J’aurai aussi l’honneur, dans ce même ouvrage, de faire part au public de mes longues et patientes observations sur les nombreuses variétés de coquerelles qui peuplent l’infirmerie de la prison de Québec.

J’ai, je puis m’en flatter, bien étudié les mœurs de ces insectes et leurs habitudes. — Mes relations avec eux datent de ma première nuit à l’infirmerie. Je venais d’éteindre ma lumière, et j’avais à peine eu le temps de fermer l’œil, que je sentais… quelque chose me monter dans le cou, puis me traverser lentement la figure. C’était une maîtresse coquerelle, une aïeule certainement, — comme qui dirait, dans le monde des cancrelats, un gouverneur. J’étendis la main, et je vis qu’elle mesurait bien près de deux pouces. Je voulus la retenir entre mes doigts… Alors, un combat terrible s’engagea dans les ténèbres. Lutte épique, dirait Mousseau, mon député ; combat de Jacob avec l’Ange !… Je l’avoue à ma confusion, ce fut la coquerelle qui l’emporta ; elle finit par s’échapper.

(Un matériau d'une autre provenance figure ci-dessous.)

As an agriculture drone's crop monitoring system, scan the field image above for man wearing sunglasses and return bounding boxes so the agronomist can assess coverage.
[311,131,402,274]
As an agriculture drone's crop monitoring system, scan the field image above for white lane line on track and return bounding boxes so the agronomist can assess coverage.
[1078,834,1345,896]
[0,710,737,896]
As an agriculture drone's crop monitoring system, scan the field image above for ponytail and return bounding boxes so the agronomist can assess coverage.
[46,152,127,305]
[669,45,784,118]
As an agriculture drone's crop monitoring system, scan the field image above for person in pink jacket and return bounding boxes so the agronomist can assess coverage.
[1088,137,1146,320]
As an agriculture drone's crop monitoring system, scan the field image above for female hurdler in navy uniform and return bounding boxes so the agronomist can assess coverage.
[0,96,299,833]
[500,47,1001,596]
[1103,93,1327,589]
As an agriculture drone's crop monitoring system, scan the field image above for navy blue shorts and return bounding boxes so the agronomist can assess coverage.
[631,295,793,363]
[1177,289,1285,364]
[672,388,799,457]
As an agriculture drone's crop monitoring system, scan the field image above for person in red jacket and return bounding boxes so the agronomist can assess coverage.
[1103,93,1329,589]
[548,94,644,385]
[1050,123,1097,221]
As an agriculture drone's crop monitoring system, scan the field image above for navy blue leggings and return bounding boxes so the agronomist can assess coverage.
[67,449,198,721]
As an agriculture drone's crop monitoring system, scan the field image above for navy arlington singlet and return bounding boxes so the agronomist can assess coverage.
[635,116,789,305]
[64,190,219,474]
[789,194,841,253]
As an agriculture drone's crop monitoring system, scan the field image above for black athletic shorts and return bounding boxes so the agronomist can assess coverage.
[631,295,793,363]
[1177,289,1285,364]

À dater de ce moment, les coquerelles furent l’objet de ma constante attention. Matin, midi et soir, je ne guettais qu’elles dans l’établissement… Le soir en particulier, c’était avec un intérêt toujours nouveau que je les voyais former leurs imposantes cohortes, pour monter, en rangs épais, à l’assaut des fromages épars en nos tiroirs. Touchante image de nos députés aux deux parlements !

Au moment que je quittai la prison, j’achevais justement d’en apprivoiser un couple. Ces admirables orthoptères, comme on dit vulgairement, me reconnaissaient entre tous les prisonniers comme leur bienfaiteur. Aussi dédaignais-je volontiers en leur faveur les rats et souris, qui pourtant ne manquaient point dans l’établissement.


Si j’avais eu des fils, je leur aurais dédié cette première série de Souvenirs, — qui pourrait tout aussi bien s’intituler les Mémoires d’un Affamé, — pour leur apprendre à savoir au besoin, dans la carrière, serrer d’un cran leur ceinture…

En souvenir des coquerelles et des rats, tribus fraternelles et jamais assouvies, je dédierai, de grand cœur, ma seconde série à notre députation ministérielle.